Do you know where your meat comes from? Where it lived, what it ate or who took care of it? Customers of El Rancho Ojo de Agua can answer all those questions with a resounding yes.
El Rancho Ojo de Agua has been in purveyor Susana Canseco’s family for six generations. In 1970, Susana’s father Guillermo “Memo” Canseco launched the ranch into the cattle business. Today, Susana and her mother run a complete calf-cow operation, producing grass-fed Hereford-Charolais-Angus hybrids. A lawyer by trade, Canseco runs the Texas branch of the Ojo de Agua business with her husband Brandon Seale, a native San Antonian, independent oilman and owner of Zaragoza Resources.
The beef’s journey begins at the headquarters of El Rancho Ojo de Agua near Acuña, Coahuila, in Mexico. Calves roam chemical-, pesticide- and fertilizer-free pastures just across the border from Del Rio, until they are weaned. The 10-month old steers then make their way to Devine, where they graze in grassy pastures. In times of drought like the present, Canseco augments the natural grass with coastal hay and alfalfa, which help to both “meet the animals’ nutritional needs and maintain our pastures in good health,” she explained. “We want to rest our pastures intermittently and give them time to rejuvenate.”
Canseco and Seale tend to the largely self-sufficient herd from San Antonio for another year and a half. They visit twice a week on average, monitoring the animals’ condition and food supply, mending fences or water troughs and rotating the steer between sections of land. “We haven’t had any big problems,” Canseco said of the herd’s health, though the ranch manager in Acuña or specialists with the Texas A&M University AgriLife Extension Service are available to provide expert advice when necessary. Another network of support comes from Canseco’s former classmates of the “Beginning Farmers & Ranchers” program by Holistic Management International. Canseco belongs to the 2013 graduating class of the program, which was designed to educate and empower women farmers.

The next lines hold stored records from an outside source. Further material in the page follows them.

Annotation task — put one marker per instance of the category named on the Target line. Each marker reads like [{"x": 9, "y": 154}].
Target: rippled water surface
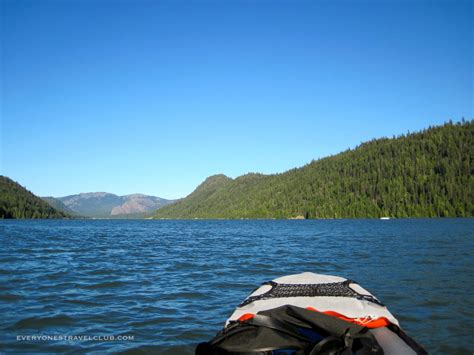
[{"x": 172, "y": 284}]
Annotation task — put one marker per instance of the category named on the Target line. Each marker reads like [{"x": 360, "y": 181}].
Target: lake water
[{"x": 172, "y": 284}]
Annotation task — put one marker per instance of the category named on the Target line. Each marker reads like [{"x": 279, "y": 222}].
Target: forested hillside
[
  {"x": 17, "y": 202},
  {"x": 423, "y": 174},
  {"x": 58, "y": 205}
]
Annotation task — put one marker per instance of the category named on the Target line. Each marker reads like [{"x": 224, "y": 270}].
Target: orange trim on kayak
[
  {"x": 246, "y": 317},
  {"x": 368, "y": 321}
]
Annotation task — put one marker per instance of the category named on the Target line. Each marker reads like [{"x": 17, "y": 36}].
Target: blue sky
[{"x": 154, "y": 96}]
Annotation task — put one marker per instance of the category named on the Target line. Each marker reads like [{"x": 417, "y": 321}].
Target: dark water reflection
[{"x": 172, "y": 284}]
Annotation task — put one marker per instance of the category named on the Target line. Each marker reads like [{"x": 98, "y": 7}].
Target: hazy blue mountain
[{"x": 103, "y": 204}]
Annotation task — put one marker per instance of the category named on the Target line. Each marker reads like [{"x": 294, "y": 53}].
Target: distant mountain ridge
[
  {"x": 104, "y": 204},
  {"x": 425, "y": 174}
]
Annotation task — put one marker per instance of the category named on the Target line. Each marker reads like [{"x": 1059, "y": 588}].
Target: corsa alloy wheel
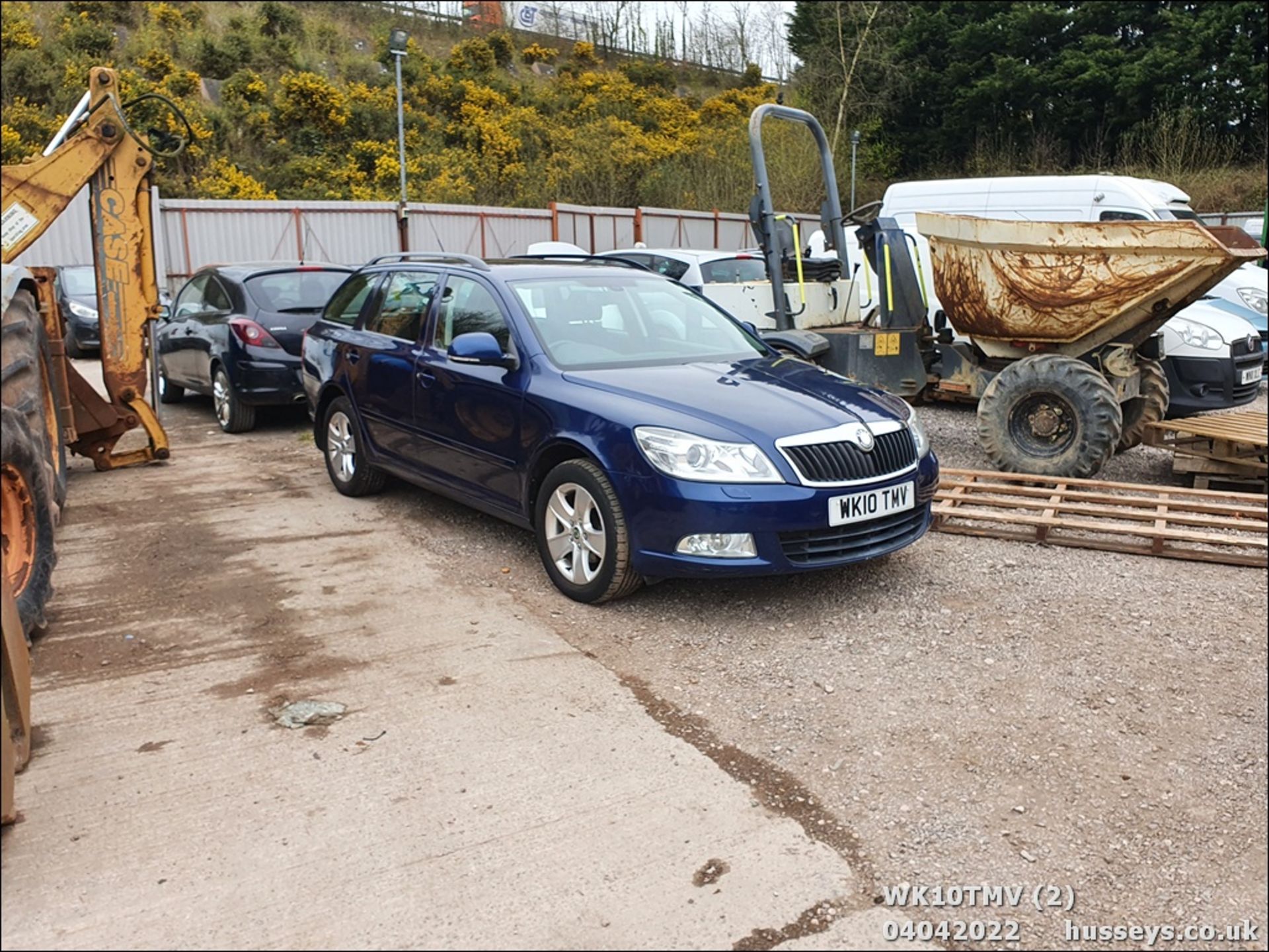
[
  {"x": 342, "y": 447},
  {"x": 575, "y": 534},
  {"x": 221, "y": 398}
]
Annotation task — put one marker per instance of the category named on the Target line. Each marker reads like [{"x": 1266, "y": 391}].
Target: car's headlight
[
  {"x": 688, "y": 457},
  {"x": 919, "y": 437},
  {"x": 1196, "y": 335},
  {"x": 1255, "y": 299}
]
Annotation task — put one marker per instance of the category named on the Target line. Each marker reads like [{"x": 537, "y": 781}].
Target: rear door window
[
  {"x": 190, "y": 298},
  {"x": 216, "y": 298},
  {"x": 346, "y": 306},
  {"x": 404, "y": 307}
]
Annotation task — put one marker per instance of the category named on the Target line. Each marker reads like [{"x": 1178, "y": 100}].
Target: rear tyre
[
  {"x": 231, "y": 412},
  {"x": 346, "y": 460},
  {"x": 26, "y": 519},
  {"x": 168, "y": 390},
  {"x": 27, "y": 386},
  {"x": 1150, "y": 407},
  {"x": 1050, "y": 415},
  {"x": 582, "y": 534}
]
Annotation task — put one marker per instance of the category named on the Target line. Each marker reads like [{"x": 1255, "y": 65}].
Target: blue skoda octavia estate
[{"x": 634, "y": 427}]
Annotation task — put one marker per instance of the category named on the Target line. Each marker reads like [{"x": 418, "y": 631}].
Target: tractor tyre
[
  {"x": 1050, "y": 415},
  {"x": 1150, "y": 407}
]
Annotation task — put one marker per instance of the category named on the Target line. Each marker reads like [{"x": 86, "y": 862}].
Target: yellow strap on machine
[
  {"x": 797, "y": 248},
  {"x": 890, "y": 283}
]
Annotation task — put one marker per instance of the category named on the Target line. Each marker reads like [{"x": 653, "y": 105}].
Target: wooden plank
[
  {"x": 1095, "y": 514},
  {"x": 1180, "y": 535},
  {"x": 1250, "y": 505},
  {"x": 1103, "y": 484},
  {"x": 1146, "y": 514},
  {"x": 1226, "y": 558}
]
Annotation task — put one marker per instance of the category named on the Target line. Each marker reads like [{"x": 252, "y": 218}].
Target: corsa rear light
[{"x": 250, "y": 332}]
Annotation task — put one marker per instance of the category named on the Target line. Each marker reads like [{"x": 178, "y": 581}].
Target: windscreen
[
  {"x": 293, "y": 291},
  {"x": 587, "y": 322},
  {"x": 734, "y": 270},
  {"x": 79, "y": 281}
]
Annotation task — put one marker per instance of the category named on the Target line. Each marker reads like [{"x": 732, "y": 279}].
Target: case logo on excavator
[{"x": 18, "y": 221}]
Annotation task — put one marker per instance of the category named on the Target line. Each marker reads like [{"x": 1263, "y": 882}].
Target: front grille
[
  {"x": 1244, "y": 359},
  {"x": 853, "y": 542},
  {"x": 844, "y": 462}
]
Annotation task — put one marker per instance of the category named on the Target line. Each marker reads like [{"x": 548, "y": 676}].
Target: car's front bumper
[
  {"x": 1212, "y": 383},
  {"x": 85, "y": 332},
  {"x": 790, "y": 524},
  {"x": 268, "y": 382}
]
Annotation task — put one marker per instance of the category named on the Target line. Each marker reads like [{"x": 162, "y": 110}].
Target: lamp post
[
  {"x": 855, "y": 145},
  {"x": 397, "y": 42}
]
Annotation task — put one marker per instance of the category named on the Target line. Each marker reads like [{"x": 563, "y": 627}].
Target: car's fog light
[{"x": 718, "y": 546}]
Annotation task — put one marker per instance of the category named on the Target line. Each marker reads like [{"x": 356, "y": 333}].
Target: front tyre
[
  {"x": 231, "y": 412},
  {"x": 346, "y": 460},
  {"x": 582, "y": 534}
]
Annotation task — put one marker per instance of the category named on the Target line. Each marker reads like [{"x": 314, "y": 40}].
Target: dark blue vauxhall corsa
[{"x": 638, "y": 430}]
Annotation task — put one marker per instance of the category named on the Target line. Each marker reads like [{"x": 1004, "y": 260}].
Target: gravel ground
[{"x": 966, "y": 712}]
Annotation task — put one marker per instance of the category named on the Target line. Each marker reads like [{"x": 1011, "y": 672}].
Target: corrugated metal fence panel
[
  {"x": 202, "y": 233},
  {"x": 69, "y": 240},
  {"x": 477, "y": 230},
  {"x": 597, "y": 227}
]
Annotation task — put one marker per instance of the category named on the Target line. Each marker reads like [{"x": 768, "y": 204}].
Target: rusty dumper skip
[{"x": 1061, "y": 318}]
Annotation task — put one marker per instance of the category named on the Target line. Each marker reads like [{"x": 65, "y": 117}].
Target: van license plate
[{"x": 874, "y": 503}]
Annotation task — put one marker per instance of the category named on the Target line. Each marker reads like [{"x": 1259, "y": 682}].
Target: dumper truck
[{"x": 1061, "y": 318}]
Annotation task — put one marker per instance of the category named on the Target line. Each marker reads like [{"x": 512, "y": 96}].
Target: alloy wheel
[
  {"x": 221, "y": 397},
  {"x": 342, "y": 447},
  {"x": 575, "y": 534}
]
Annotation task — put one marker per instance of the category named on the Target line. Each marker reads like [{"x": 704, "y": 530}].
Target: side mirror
[{"x": 480, "y": 348}]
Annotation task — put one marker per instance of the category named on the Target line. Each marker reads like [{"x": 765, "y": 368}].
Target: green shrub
[
  {"x": 473, "y": 56},
  {"x": 650, "y": 75},
  {"x": 503, "y": 47}
]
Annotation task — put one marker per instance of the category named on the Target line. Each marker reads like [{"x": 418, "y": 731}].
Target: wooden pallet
[
  {"x": 1095, "y": 514},
  {"x": 1222, "y": 447}
]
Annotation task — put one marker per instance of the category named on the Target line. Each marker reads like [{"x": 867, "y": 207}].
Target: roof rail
[
  {"x": 452, "y": 256},
  {"x": 604, "y": 259}
]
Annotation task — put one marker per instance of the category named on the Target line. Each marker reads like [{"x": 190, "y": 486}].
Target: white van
[{"x": 1213, "y": 359}]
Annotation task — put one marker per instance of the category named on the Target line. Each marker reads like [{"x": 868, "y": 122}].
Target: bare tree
[
  {"x": 739, "y": 27},
  {"x": 848, "y": 65}
]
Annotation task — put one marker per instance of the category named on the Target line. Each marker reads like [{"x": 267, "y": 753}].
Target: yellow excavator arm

When the time comes for slaughter, Canseco and Seale personally transport their animals to the Uvalde Meat Market and Processing facility. “Cattle are really lovely animals, and we take pride in giving them good lives and when the time comes, respectful and humane deaths,” writes Canseco on the Ojo de Agua website.
Canseco, Seale and the newest rancher, baby Memo, set up shop every Sunday from 9 a.m. to 1 p.m. at the Quarry Farmers & Ranchers Market where they sell beef and bolsas—bags made from recycled feed sacks. Canseco also meets with customers by appointment at her Broadway office location and makes regular deliveries to her hometown of Del Rio. “It’s already a challenge to buy beef this way, so I’m trying to make it as convenient as possible for clients,” she said. Ojo de Agua meat comes in kitchen-ready retail cuts or bulk quarters and halves.

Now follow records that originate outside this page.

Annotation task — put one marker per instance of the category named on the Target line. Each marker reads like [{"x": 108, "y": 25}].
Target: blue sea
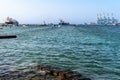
[{"x": 94, "y": 51}]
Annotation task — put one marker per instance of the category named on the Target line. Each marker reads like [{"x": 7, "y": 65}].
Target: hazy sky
[{"x": 73, "y": 11}]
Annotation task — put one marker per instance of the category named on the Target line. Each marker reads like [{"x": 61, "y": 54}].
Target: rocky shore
[{"x": 41, "y": 72}]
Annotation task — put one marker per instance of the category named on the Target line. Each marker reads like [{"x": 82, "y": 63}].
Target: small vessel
[
  {"x": 63, "y": 23},
  {"x": 9, "y": 20},
  {"x": 1, "y": 27}
]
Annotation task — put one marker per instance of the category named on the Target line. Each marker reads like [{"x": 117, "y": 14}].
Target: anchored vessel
[
  {"x": 63, "y": 23},
  {"x": 11, "y": 21},
  {"x": 106, "y": 19}
]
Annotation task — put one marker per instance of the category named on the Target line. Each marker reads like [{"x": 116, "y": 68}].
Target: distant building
[{"x": 10, "y": 21}]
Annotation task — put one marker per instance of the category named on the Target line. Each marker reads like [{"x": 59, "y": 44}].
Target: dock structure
[{"x": 6, "y": 36}]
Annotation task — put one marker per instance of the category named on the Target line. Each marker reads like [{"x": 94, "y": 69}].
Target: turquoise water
[{"x": 94, "y": 51}]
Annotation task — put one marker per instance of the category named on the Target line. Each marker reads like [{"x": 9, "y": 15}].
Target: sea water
[{"x": 93, "y": 51}]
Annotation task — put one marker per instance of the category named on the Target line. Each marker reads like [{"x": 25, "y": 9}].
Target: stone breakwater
[{"x": 41, "y": 72}]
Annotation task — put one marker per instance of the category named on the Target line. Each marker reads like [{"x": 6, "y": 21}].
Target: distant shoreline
[{"x": 11, "y": 25}]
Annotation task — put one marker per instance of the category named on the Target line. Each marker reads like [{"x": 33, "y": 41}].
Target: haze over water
[{"x": 94, "y": 51}]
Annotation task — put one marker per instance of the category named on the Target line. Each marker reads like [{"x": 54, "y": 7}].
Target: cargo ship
[
  {"x": 107, "y": 19},
  {"x": 63, "y": 23}
]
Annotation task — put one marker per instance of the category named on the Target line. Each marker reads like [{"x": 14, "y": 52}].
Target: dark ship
[
  {"x": 10, "y": 21},
  {"x": 106, "y": 19},
  {"x": 63, "y": 23}
]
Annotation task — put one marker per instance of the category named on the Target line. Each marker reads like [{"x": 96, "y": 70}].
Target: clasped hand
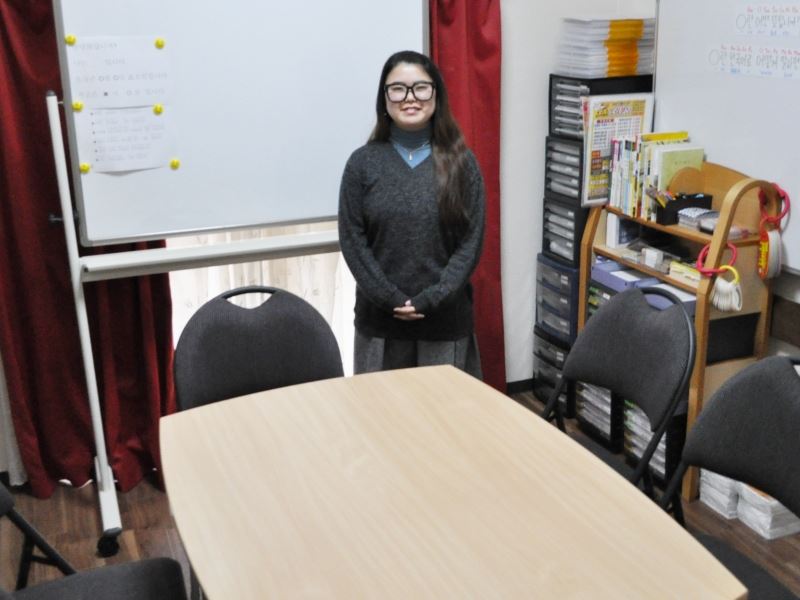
[{"x": 407, "y": 312}]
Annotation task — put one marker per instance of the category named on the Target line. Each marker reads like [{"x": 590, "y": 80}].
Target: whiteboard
[
  {"x": 729, "y": 73},
  {"x": 263, "y": 104}
]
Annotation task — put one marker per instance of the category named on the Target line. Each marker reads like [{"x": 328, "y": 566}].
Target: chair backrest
[
  {"x": 644, "y": 354},
  {"x": 748, "y": 430},
  {"x": 226, "y": 350}
]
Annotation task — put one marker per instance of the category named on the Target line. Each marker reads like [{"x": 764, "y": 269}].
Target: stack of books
[
  {"x": 606, "y": 47},
  {"x": 642, "y": 168},
  {"x": 765, "y": 515}
]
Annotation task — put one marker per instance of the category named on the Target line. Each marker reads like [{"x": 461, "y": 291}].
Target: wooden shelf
[
  {"x": 735, "y": 196},
  {"x": 614, "y": 255},
  {"x": 679, "y": 231}
]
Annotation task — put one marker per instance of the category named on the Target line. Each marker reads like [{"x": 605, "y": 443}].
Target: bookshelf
[{"x": 735, "y": 196}]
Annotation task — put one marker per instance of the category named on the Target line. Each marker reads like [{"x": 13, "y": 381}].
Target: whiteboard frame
[{"x": 180, "y": 203}]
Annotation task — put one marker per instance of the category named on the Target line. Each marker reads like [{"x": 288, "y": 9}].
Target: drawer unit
[
  {"x": 548, "y": 361},
  {"x": 600, "y": 415},
  {"x": 557, "y": 299},
  {"x": 566, "y": 118},
  {"x": 563, "y": 228},
  {"x": 563, "y": 168},
  {"x": 637, "y": 435}
]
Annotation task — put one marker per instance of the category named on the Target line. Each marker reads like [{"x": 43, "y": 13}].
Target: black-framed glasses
[{"x": 420, "y": 90}]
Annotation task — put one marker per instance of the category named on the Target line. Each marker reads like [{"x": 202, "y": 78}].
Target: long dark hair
[{"x": 448, "y": 147}]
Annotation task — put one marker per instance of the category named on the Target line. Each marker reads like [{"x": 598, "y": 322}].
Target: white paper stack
[
  {"x": 765, "y": 515},
  {"x": 719, "y": 493},
  {"x": 606, "y": 47}
]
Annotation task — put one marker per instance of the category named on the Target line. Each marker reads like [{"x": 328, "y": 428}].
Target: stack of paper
[
  {"x": 719, "y": 493},
  {"x": 765, "y": 515},
  {"x": 606, "y": 47}
]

“We sell off and on to a few restaurants as supply permits,” said Canseco, naming Zedric’s, Tim the Girl, Uncommon Fare grocery store and Hopdoddy Burger Bar in Austin. Her first client was the Little Aussie Bakery & Café, and she regularly sells to Andrea Thompson of Katie’s Jar all-natural pet treats.
The Agricultural Marketing Service of the U.S. Department of Agriculture allows product to be marketed as “grass-fed” when “grass and forage [are] the feed source consumed for the lifetime of the ruminant animal, with the exception of milk consumed prior to weaning.” As an operation committed to providing natural, grass-fed meat, Canseco’s South Texas business faces one major and practically constant challenge: drought.

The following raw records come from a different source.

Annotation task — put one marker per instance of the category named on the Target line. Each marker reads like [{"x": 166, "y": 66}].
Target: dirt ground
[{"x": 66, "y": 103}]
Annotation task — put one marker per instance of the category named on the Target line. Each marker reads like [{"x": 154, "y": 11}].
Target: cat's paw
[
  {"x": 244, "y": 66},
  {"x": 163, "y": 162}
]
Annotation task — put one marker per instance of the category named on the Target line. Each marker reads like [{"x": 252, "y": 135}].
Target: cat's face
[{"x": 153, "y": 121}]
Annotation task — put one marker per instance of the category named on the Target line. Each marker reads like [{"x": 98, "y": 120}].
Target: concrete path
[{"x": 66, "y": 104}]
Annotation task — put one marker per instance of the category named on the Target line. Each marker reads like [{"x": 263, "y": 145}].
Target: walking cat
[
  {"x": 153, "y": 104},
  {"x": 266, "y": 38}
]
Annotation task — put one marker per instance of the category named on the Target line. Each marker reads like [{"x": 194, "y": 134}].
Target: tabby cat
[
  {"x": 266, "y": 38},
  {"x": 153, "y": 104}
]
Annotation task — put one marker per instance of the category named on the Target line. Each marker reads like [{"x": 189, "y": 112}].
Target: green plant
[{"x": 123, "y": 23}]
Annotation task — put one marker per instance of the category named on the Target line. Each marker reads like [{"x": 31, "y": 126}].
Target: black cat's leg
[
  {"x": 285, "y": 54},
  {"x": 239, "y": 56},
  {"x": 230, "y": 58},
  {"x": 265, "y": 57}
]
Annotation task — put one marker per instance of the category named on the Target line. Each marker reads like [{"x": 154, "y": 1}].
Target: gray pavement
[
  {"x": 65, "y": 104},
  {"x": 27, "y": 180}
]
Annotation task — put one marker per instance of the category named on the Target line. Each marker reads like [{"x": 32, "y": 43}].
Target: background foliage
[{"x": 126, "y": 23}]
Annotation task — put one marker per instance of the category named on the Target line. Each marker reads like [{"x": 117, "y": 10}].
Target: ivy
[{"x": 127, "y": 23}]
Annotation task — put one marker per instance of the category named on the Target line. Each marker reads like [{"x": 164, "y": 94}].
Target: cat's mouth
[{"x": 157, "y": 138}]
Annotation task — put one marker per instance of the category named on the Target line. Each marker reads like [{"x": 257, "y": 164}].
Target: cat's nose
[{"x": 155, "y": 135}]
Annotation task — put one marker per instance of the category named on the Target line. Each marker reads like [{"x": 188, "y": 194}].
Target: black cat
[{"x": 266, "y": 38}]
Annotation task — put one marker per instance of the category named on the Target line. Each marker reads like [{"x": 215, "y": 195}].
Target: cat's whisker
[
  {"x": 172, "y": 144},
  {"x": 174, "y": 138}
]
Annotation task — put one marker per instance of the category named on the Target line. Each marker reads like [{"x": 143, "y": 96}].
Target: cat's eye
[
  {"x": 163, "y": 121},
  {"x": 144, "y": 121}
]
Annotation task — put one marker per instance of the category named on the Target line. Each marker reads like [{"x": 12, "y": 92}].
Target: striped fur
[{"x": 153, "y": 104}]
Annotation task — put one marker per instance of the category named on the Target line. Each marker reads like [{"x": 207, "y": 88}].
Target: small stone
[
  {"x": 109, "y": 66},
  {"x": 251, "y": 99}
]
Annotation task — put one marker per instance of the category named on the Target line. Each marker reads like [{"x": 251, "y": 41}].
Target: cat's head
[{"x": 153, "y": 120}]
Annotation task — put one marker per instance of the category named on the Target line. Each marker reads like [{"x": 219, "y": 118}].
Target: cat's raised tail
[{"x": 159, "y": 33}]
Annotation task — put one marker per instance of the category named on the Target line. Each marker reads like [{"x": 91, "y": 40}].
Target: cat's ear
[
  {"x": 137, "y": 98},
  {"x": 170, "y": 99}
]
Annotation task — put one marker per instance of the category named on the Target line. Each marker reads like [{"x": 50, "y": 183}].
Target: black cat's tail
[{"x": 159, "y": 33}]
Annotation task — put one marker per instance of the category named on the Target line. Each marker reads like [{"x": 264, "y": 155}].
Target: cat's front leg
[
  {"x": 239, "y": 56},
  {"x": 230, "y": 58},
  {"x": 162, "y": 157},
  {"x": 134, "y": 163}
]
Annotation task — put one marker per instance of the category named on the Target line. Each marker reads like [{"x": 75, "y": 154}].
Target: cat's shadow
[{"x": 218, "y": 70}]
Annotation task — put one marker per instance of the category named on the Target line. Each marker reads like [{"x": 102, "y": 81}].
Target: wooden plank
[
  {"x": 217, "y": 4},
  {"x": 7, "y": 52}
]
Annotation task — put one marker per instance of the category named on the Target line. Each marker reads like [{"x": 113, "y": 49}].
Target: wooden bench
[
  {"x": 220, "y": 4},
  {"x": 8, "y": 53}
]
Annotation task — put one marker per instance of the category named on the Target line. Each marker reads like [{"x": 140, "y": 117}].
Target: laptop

The leased pasture where Canseco and Seale keep their herd is designed for irrigation and lies within the Bexar-Medina-Atascosa Counties Water Control and Improvement District No. 1 (referred to as BMA). Water for irrigation in this area has been totally restricted since August, 2012. “It’s cut off until we get some rain,” said BMA Business Manager Ed Berger. “It’s just a very severe drought. There’s no water to effectively allow irrigation.” As of September 3, Berger reported that 11,360 acre-feet of water remained in Medina Lake. “That’s about 4.5 percent full,” he said. “You can’t give something you don’t have.” Until rain replenishes Medina Lake, farmers and ranchers like Canseco will have to wait.
No water for irrigation means slower pasture regrowth, which forces Canseco to downstock, supplement animal diets with other grasses and carefully manage her pasture. “Instead of fretting over things where we have zero control, we improve those things over which we do have control,” Canseco said.
“By scaling back the number of animals produced and focusing on quality, we’ve learned things over the past few years that have allowed us to improve consistency.”